Walker Information has two blog posts discussing the ramifications of this shift for researchers. In "Customer Capitalism: Does It Pay Off?", Mark Ratekin writes:
If we assume that customers are the source of all future earnings, then logic would suggest that maximizing customer value would be the best way in which to maximize shareholder return in the long run.
Do the data bear this out? Professor Martin provides some anecdotal examples in support of customer capitalism; we can add several more from our work with clients...
- We continue to see a statistical connection between what customers say they will do and what they actually do;
- We have witnessed the correlation between a customer's loyalty and his/her revenue growth rate, profitability, willingness to buy across a firm's multiple categories, etc.

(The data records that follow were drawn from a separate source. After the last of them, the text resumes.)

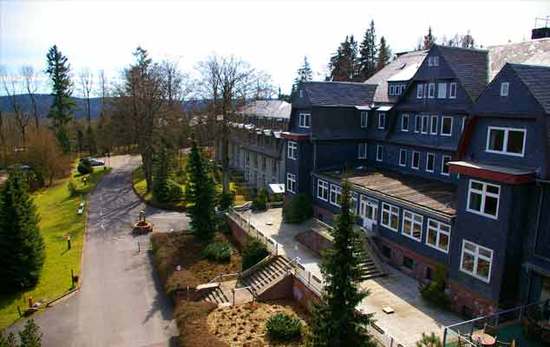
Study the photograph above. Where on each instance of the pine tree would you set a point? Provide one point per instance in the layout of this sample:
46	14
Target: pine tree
30	336
21	245
429	40
384	54
335	321
343	64
201	196
304	74
368	54
61	110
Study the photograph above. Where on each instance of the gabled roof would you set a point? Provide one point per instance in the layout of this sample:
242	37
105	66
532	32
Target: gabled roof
534	52
339	93
402	68
537	79
470	67
267	108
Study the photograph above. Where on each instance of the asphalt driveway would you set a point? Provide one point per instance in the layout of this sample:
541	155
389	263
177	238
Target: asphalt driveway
120	302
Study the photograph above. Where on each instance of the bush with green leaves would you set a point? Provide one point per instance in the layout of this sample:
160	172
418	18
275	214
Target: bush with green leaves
260	201
219	251
85	167
253	252
298	209
283	327
434	292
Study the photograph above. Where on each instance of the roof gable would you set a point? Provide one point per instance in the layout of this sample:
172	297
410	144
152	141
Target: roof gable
338	93
519	102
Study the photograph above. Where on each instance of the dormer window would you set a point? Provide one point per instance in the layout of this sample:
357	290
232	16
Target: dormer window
433	61
504	88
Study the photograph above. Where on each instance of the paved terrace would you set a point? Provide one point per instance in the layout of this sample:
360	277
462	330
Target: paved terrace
412	315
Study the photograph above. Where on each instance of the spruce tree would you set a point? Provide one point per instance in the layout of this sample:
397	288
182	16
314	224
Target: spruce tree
21	244
384	54
368	53
61	109
336	322
201	196
304	74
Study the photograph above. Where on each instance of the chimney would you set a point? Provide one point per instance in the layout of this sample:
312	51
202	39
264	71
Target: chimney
541	31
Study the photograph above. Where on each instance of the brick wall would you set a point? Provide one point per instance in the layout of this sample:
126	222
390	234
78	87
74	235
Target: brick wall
469	303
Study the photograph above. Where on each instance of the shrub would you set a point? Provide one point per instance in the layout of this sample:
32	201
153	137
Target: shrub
254	252
260	202
283	327
84	167
225	200
434	291
298	209
218	251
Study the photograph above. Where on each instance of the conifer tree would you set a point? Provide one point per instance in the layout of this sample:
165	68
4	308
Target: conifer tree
304	74
201	196
368	54
384	54
61	110
343	64
335	321
21	245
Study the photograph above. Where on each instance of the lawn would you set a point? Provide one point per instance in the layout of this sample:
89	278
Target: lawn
58	218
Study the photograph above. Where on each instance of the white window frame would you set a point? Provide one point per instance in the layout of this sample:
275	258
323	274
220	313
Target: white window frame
437	228
412	160
337	190
452	90
403	117
433	124
362	150
441	132
505	143
402	155
292	150
484	194
443	157
391	211
504	88
428	156
412	217
476	255
420	91
291	182
426	122
364	118
442	90
322	190
304	120
379	150
381	120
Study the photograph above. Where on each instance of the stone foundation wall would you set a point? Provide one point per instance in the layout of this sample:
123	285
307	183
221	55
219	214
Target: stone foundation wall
469	303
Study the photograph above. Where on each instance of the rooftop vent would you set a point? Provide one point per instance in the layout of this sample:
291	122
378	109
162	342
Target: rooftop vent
542	29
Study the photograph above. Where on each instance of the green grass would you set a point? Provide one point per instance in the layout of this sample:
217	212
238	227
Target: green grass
58	217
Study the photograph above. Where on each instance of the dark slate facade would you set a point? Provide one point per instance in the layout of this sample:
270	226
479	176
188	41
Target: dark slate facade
482	216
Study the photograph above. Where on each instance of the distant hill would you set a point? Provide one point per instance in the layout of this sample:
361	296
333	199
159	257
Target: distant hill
44	102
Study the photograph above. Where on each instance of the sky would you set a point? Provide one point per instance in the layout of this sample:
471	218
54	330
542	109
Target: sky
272	36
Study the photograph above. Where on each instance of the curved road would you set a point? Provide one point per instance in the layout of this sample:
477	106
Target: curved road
120	302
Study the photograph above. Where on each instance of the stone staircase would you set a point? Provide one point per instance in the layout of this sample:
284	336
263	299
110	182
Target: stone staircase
265	274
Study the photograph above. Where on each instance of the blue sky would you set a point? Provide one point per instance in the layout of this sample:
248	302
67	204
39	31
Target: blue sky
272	36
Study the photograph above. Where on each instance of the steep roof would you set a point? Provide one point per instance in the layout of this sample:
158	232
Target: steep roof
267	108
402	68
470	67
339	93
537	79
534	52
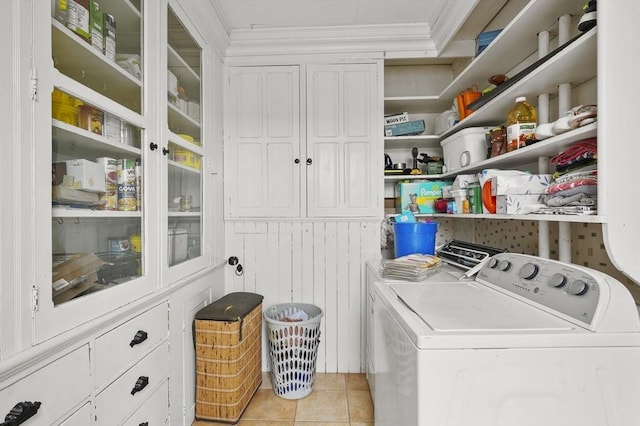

- The Walker Index, a composite of Walker's publicly-traded customers, continues to outpace the broader market indices in total; [to which I would add, also check out the Forrester CxPi and stock performance]
In addition, the academic literature provides analysis consistent with what we see in our client work.
However, the notion of Customer Capitalism is another example of easy strategy that is extremely hard to execute.
So how can you use CEM (Customer Experience Management) to execute such a strategy?
- In "Things to Consider When Implementing a Customer Capitalism Strategy", Mark argues that the four key areas to focus on are organizational support for customer centricity, integration of customer data into work processes, incentive alignment to customer needs, and effective communication plans to both employees and customers.
- Bruce Temkin in "It's All About Your Customer's Journey" writes, "Over time, the decisions that companies make end up straying farther and farther away from addressing the actual needs of customers....That's why companies need to use tools and processes that reinforce an understanding of actual customer needs. One of the key tools in this area is something called a customer journey map (also known as a touchpoint map). Used appropriately, these maps can shift a company's perspective from inside-out to outside-in." Bruce just published an independent Forrester report, Mapping the Customer Journey, outlining best practices and five steps for building a customer journey map.
- Don Peppers argues on John Oswald's blog that you need a framework for making the hard decisions about priorities and investments. "If your marketing exec says, well if we want a good customer experience then we should just DO these kinds of things, then our question is: What if the cost is $100 million? Or $500 million? See the problem? At some point a balance has to be struck, but where? Simply saying that CXP leaders tend to have better financial results than CXP laggards won't solve the hard problem of resource allocation. To solve this problem you need a metric for the benefits of customer-experience-management that can be converted to dollars and cents. That's why we invented the financial metric, Return on Customer, a precisely quantifiable measure of the efficiency with which a company's customers are creating value."
Customer Capitalism presents one of those discontinuities in the marketplace that will separate the winners from the losers. Make sure to help position your company to be one of the winners by relentlessly focusing on measuring and prioritizing improvements to the customer experience.